Fatty fish like salmon contains a lot of omega-3, which helps lower triglycerides and improve liver function. Image: Thi Ha
The top 3 “culprits” that damage the liver
Added sugar and sugary drinks
Excess sugar, especially fructose, causes the liver to accumulate fat and reduces its ability to respond to insulin. According to research by the US National Institutes of Health (NIH), consuming too much added sugar is directly related to increased liver enzymes and promotes the progression of fatty liver.
Ultra-processed foods, refined starches
Fast food, packaged snacks or refined grains increase liver fat. A study of 16,000 people showed that those who ate a lot of these foods had an 18% higher risk of disease.
Alcohol
Even though NAFLD is “non-alcoholic,” drinking alcohol still puts additional pressure on the liver. Many studies show that even moderate drinking can promote cirrhosis and cause the disease to progress faster.

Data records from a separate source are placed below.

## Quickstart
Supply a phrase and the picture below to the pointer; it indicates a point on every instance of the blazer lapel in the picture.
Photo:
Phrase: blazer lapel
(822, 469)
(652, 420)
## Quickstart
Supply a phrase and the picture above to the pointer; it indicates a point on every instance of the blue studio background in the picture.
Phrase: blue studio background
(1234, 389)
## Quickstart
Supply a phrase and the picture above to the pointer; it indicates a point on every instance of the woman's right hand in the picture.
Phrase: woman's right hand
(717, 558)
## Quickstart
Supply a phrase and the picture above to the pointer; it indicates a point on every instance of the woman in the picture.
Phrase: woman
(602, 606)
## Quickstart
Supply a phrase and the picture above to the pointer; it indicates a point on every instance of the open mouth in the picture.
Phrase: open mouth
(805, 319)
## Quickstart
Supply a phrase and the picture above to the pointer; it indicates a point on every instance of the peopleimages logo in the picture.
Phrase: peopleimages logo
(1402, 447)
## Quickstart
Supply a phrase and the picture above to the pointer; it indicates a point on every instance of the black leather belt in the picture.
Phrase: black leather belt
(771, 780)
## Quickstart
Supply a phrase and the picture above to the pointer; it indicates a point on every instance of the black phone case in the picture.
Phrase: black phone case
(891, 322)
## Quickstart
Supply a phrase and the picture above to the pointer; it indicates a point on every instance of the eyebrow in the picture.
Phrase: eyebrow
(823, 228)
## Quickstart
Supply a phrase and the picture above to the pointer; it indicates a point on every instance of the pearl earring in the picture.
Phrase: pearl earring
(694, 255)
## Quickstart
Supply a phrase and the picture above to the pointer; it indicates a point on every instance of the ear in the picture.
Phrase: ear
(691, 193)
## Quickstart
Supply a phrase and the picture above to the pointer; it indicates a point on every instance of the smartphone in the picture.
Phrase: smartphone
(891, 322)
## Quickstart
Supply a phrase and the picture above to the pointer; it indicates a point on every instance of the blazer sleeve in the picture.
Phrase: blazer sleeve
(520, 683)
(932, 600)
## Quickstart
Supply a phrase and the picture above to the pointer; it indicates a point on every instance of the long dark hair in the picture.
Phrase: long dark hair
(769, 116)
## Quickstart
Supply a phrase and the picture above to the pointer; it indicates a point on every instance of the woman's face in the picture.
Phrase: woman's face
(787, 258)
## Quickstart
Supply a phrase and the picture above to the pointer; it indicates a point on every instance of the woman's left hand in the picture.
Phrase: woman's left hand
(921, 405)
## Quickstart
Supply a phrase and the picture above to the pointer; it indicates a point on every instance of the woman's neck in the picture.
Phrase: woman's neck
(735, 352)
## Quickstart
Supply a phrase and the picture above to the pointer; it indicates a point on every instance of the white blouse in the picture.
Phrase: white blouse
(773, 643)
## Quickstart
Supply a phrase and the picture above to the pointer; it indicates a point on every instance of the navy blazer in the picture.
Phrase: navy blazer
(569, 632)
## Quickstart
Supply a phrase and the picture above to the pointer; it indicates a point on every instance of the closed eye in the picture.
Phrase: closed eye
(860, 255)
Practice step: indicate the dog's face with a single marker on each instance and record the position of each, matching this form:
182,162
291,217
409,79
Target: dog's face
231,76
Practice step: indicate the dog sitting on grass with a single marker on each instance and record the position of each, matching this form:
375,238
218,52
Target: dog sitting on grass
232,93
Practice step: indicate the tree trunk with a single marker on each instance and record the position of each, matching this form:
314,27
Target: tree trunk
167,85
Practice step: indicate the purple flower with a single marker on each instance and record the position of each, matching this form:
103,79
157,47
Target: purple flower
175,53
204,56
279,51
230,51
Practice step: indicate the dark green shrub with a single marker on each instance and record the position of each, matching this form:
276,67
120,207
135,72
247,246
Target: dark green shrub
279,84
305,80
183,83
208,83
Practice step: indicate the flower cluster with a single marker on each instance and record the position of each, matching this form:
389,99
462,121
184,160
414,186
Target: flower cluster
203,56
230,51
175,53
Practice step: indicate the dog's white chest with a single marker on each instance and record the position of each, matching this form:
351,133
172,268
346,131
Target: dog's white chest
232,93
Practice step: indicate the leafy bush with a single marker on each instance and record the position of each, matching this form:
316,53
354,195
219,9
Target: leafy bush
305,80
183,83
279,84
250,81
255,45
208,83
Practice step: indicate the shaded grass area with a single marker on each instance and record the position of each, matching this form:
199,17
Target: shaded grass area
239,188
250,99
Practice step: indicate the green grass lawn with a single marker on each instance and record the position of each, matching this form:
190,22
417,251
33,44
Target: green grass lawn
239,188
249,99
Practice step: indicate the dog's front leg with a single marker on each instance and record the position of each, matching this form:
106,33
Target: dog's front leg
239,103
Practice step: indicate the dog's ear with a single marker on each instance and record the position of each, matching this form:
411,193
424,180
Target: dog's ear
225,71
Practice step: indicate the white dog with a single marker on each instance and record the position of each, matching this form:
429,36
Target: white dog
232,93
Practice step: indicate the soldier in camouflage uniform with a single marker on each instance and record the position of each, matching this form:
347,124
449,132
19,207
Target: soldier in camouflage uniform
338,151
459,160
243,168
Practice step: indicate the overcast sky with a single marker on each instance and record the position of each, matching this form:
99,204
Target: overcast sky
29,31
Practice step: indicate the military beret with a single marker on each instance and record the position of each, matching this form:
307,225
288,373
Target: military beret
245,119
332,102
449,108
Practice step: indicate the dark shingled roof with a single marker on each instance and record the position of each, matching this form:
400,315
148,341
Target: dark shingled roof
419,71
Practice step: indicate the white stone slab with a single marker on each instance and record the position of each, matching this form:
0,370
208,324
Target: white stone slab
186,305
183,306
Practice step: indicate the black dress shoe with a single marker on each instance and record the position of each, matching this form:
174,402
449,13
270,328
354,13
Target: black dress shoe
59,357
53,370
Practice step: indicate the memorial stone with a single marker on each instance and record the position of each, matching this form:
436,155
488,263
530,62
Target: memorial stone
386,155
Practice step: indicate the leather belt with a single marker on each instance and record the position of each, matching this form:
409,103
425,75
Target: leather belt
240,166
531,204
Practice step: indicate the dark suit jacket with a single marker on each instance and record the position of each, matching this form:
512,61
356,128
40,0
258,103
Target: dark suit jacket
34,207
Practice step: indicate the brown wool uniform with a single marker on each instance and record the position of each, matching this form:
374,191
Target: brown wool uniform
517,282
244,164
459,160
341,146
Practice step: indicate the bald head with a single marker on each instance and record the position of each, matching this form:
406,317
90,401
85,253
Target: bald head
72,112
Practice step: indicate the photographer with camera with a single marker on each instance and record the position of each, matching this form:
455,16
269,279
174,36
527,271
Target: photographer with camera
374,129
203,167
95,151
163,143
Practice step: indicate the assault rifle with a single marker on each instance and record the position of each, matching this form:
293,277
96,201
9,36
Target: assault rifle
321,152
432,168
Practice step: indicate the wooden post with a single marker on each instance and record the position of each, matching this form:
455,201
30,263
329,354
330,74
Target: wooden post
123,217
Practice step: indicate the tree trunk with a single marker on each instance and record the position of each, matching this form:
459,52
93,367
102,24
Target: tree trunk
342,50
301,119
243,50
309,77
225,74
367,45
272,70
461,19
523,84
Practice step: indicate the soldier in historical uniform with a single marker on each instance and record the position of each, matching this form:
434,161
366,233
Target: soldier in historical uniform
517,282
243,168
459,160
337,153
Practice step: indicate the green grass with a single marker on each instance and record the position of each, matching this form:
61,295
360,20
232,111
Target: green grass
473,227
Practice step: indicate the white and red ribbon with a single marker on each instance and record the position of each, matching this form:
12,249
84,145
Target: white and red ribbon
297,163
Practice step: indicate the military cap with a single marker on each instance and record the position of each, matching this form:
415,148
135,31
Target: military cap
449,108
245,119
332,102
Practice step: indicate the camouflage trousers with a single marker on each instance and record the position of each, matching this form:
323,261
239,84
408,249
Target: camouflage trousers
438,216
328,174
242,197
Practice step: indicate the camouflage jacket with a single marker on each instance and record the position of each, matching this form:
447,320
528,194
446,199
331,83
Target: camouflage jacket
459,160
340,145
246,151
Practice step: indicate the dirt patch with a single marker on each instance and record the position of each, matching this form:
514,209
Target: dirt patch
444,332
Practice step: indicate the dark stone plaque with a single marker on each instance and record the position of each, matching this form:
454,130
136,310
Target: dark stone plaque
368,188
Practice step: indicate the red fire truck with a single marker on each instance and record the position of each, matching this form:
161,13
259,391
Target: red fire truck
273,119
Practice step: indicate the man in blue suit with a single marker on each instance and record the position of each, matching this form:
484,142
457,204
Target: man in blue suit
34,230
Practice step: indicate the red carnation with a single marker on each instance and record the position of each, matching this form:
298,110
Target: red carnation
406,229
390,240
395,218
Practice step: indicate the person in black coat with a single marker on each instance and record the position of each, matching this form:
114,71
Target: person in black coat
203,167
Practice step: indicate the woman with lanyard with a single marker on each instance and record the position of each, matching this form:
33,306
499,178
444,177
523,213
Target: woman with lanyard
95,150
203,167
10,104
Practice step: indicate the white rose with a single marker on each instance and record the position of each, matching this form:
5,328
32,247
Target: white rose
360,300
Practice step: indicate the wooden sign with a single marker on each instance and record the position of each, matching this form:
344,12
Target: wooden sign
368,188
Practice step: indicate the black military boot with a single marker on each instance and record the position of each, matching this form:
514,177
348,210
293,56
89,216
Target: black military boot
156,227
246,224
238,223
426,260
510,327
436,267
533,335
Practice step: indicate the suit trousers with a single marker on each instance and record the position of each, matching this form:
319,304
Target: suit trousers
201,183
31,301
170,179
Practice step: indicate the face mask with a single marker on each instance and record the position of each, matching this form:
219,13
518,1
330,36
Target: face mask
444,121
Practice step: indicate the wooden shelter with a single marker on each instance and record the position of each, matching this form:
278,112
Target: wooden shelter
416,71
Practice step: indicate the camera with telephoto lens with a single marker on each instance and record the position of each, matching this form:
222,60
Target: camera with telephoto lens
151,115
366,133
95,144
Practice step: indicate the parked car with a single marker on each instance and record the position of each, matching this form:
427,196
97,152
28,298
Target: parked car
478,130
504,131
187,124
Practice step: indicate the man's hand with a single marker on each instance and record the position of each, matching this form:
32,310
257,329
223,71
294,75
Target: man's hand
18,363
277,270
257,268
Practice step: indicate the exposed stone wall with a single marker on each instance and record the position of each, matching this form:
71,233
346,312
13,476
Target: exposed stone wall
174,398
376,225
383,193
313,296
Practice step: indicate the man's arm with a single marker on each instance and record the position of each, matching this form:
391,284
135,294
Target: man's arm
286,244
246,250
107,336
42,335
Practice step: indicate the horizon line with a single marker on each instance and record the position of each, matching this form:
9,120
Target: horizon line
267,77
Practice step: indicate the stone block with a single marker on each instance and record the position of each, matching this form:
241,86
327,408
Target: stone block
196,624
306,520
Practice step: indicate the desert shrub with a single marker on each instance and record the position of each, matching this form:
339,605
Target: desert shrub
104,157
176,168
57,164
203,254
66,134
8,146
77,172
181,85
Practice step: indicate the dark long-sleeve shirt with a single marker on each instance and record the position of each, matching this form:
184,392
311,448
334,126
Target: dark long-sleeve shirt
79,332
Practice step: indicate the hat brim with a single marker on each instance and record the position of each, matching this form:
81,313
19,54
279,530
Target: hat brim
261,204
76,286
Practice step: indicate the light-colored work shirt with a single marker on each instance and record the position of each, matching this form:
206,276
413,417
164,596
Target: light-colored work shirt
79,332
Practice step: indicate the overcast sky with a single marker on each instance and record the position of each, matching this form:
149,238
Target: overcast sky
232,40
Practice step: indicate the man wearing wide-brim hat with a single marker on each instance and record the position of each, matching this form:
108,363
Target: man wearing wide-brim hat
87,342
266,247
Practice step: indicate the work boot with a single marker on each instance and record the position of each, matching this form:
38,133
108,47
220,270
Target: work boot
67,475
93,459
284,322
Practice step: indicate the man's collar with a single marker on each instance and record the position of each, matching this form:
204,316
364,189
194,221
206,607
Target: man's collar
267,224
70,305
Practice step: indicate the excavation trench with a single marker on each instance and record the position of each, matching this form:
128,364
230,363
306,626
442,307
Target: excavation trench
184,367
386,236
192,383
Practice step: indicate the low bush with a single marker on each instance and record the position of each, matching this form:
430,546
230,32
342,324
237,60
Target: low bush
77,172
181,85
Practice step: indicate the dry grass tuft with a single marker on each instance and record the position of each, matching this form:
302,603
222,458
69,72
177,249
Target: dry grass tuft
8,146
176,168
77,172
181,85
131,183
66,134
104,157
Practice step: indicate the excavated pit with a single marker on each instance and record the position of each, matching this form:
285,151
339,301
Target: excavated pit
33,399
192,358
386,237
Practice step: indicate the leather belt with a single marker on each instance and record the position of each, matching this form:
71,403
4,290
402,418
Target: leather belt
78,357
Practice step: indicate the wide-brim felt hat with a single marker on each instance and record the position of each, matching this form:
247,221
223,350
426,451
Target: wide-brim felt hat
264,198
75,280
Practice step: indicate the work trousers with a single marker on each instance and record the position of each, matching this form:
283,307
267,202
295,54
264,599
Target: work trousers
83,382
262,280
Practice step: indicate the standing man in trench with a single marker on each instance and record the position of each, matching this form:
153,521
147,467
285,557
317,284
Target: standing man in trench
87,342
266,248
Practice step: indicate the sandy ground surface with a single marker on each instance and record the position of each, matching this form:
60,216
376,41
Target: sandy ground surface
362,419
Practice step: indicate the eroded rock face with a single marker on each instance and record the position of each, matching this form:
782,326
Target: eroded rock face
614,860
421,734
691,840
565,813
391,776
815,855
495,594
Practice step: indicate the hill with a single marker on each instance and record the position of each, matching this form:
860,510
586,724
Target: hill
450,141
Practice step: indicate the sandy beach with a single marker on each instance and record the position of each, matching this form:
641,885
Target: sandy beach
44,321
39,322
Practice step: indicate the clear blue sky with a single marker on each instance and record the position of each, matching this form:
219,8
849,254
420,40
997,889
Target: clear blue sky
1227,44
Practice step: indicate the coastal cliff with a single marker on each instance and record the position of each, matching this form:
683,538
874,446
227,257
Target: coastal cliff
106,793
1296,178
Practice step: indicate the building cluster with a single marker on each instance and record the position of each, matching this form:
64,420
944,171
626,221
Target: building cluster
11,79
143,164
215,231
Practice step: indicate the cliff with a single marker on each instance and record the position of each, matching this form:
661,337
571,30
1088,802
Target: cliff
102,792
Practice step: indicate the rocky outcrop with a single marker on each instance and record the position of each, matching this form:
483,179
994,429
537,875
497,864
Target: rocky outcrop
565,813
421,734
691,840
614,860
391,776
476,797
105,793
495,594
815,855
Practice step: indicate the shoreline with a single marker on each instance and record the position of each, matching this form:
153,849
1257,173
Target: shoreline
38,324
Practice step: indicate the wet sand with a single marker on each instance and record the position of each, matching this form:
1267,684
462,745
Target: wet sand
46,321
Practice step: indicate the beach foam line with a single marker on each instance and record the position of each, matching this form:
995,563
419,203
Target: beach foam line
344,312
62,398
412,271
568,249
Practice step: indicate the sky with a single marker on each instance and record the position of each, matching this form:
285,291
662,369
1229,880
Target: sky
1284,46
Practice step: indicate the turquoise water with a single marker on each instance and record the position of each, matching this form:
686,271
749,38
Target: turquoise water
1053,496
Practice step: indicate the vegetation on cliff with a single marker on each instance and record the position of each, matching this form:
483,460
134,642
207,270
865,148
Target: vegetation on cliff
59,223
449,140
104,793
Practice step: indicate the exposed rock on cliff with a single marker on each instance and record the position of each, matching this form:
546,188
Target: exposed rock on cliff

Foods that support the liver every day
Fiber
Vegetables, fruits, legumes and whole grains are rich in fiber, which helps reduce liver fat, improve insulin sensitivity and effectively fight inflammation.
Omega-3
Fatty fish such as salmon, mackerel, and sardines contain a lot of omega-3, which helps lower triglycerides, improve liver function, and is safe for people with NAFLD.
Polyphenol
Polyphenols – antioxidant compounds found in green tea, coffee, berries, turmeric, and dark chocolate, help reduce inflammation and protect liver cells from damage.
Build liver protection habits
Eat 2-3 hours before bedtime
People who eat three or fewer meals a day or fast at night for 14 hours or more are more likely to develop NAFLD than people who eat many meals, a study of 11,153 Americans showed.
Drink enough filtered water
Water helps the liver metabolize, detoxify and nourish cells. People who drink a lot of filtered water have a lower risk of death from NAFLD.
Get enough sleep
Lack of sleep or poor sleep increases liver fat, high liver enzymes and insulin resistance. Going to bed and waking up at the same time every day, including weekends, helps stabilize your circadian rhythm and aids in liver recovery.
Combine healthy eating, supplementing nutrients, maintaining positive living habits and exercising regularly to create a strong synergistic effect. Clinical research proves that people who maintain both exercise and proper nutrition improve liver fat and metabolic indicators best.